I've got a rather long question, and i've done a lot of it, but i've hit a small hurdle and i'm not really sure what it wants me to work out.

I have:

$\displaystyle \dot{x_1}=x_1(x_2-x_3)$

$\displaystyle \dot{x_2}=x_2(x_3-x_1)$

$\displaystyle \dot{x_3}=x_3(x_1-x_2)$

and i'm considering it's behaviour on the plane $\displaystyle x_1+x_2+x_3=1$.

The question is this:

I decided to set $\displaystyle x_3=0$ so I would just be working in the $\displaystyle x_1, x_2$ plane.On each line $\displaystyle x_i=0$, $\displaystyle i=1,2,3$ the dynamics can first be reduced to two equations in two variables (since $\displaystyle x_i$ is identically equal to 0), and then by using $\displaystyle x_1+x_2+x_3=1$, to one equation in one variable.

Write down the equation and solve it.

Find the Poincare map for a time step of t=1.
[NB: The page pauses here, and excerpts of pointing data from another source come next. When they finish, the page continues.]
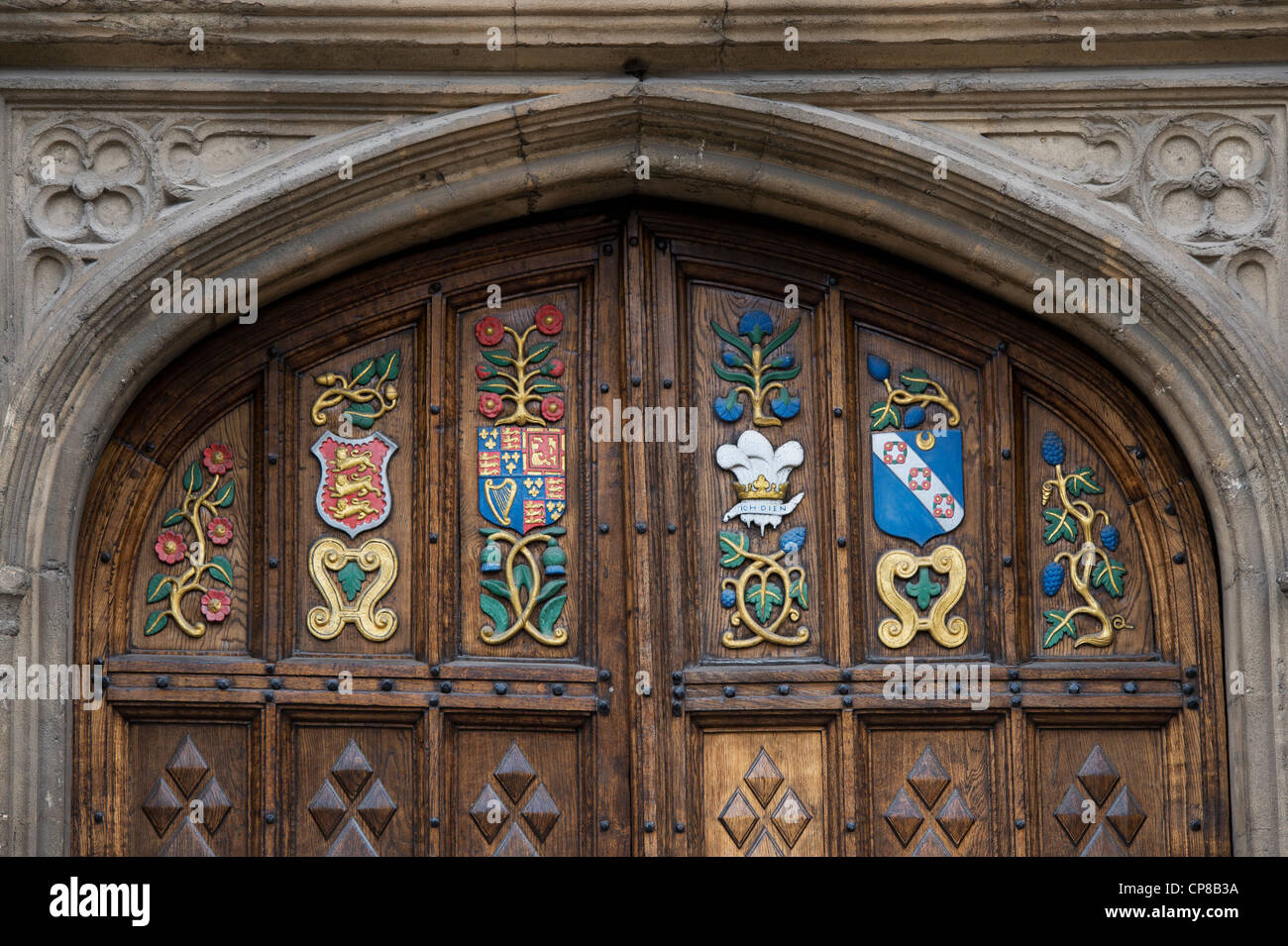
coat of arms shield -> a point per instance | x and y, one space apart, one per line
520 476
917 490
353 493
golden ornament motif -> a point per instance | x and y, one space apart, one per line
898 632
330 555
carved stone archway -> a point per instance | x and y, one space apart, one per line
992 223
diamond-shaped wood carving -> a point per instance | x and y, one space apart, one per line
541 812
956 817
1126 815
515 845
903 816
187 768
187 842
791 817
489 803
376 807
326 808
738 817
514 773
931 846
214 804
1069 815
927 777
765 846
352 843
161 806
763 778
352 769
1103 845
1098 775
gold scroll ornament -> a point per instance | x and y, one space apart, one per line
375 555
898 632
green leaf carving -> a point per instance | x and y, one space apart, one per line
780 339
364 415
1109 575
159 587
733 340
763 597
351 578
915 379
156 622
220 569
550 611
387 366
550 588
498 588
1060 527
364 370
1082 481
494 610
540 352
223 495
732 547
1061 626
884 415
734 377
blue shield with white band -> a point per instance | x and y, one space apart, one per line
917 493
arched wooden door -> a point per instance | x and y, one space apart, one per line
647 532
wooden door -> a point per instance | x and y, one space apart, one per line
645 532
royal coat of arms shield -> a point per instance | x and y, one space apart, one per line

Describe the dynamics on such a line.

Substitutiing $\displaystyle x_3=0$ into the equations gives:

$\displaystyle \dot{x_1}=x_1 x_2$

$\displaystyle \dot{x_2}=-x_1 x_2$

$\displaystyle \dot{x_3}=0$

Then, using $\displaystyle x_1+x_2+x_3=1$ we get:

$\displaystyle \dot{x_1}=x_1(1-x_1)$

$\displaystyle \dot{x_2}=-x_2(1-x_2)$

$\displaystyle \dot{x_3}=0$

This shows that $\displaystyle x_3=0$ for all values of $\displaystyle x_1$ and $\displaystyle x_2$ (since it start at 0 and stays where it is).

We can solve $\displaystyle x_1$ and $\displaystyle x_2$ to get:

$\displaystyle x_1(t)=\frac{Ae^t}{1-Ae^t}$ and $\displaystyle x_2(t)=\frac{-Be^t}{1-Be^t}$ where A and B are constants.

So my solution is:

$\displaystyle \begin{pmatrix} {x_1} \\ {x_2} \end{pmatrix}=\begin{pmatrix} {\frac{Ae^t}{1-Ae^t}} \\ {\frac{-Be^t}{1-Be^t}} \end{pmatrix}$ <----- Is this right?

So now I move on to try and find the Poincare map. I know that:

$\displaystyle \begin{pmatrix} {\dot{x_1}} \\ {\dot{x_2}} \\ \dot{s} \end{pmatrix}=\begin{pmatrix} {x_1(1-x_1)} \\ {-x_2(1-x_2)} \\ 1 \end{pmatrix}$

Now I have to make it $\displaystyle 2 \pi$ periodic so I get:

$\displaystyle \begin{pmatrix} {\dot{x_1}} \\ {\dot{x_2}} \\ \dot{s} \end{pmatrix}=\begin{pmatrix} {x_1(1-x_1)} \\ {-x_2(1-x_2)+f(cos(2 \pi s))} \\ 1 \end{pmatrix}$

From here I would just integrate the LHS, but I run into problems with $\displaystyle \dot{x_2}$. I tried choosing $\displaystyle f(cos( 2 \pi s))=cos(2 \pi s)$ but I still couldn't integrate that.

Am I approaching the Poincare map in the correct way?